By adopting the British IGCSE curriculum and the use of University of Cambridge Local Examination Syndicate for the validation of its examinations, secondary and higher education in particular has taken on the British educational structure, logic, and framework. Whereas learning African Namibian history was once essential in the education of the people in their struggle for liberation from South African domination, Namibian history has now been relegated to a small part of an optional subject within the curriculum. By ignoring African culture, languages, ideas, and values, the population, which has paid such a high price for its political liberation, may be forced into a narrow mold of technically skilled competitiveness designed for a western-dominated capitalist market system.

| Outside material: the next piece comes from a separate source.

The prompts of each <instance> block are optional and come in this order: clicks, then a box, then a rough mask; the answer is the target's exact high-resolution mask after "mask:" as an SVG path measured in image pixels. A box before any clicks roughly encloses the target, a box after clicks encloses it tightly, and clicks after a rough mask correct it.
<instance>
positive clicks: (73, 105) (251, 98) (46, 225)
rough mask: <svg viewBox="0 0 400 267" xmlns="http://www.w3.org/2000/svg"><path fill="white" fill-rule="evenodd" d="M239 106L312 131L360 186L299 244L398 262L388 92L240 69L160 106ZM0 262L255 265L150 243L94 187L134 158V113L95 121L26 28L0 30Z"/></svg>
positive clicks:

Namibia’s struggle for independence has been characterized by an amazing striving for self-fulfillment and freedom from foreign domination—and an equally astounding compromise of its own cultural identity in favor of an uncritical incorporation of donor organization and donor nation expectations, many of whom stand to benefit greatly from an educated labor force dependant on foreign technology. Anthropologists, linguists, and educators have argued that few, if any, countries have ever achieved high levels of economic and cultural development where a large number of citizens were compelled to communicate and study through the medium of a second or third language. In Namibia “international” is defined as referring to the Anglophone world that has its basis in Britain and the United States. The need for transnational communication is also defined in terms of Europe and the United States, never in terms of Asia or the African continent. There is no way of going back on decisions that have already been made and implemented, and perhaps the new road to personal and national freedom does not necessarily involve a total rejection of all that has been. However, if the motto “Education for All” is to be truly relevant to every citizen of Namibia, African philosophy, languages, culture, and values need to be given a central place in the education system.

Brock-Utne, Birgit. “The Language Question in Namibian Schools.” International Review of Education 43 No. 2/3 (1997): 241-60.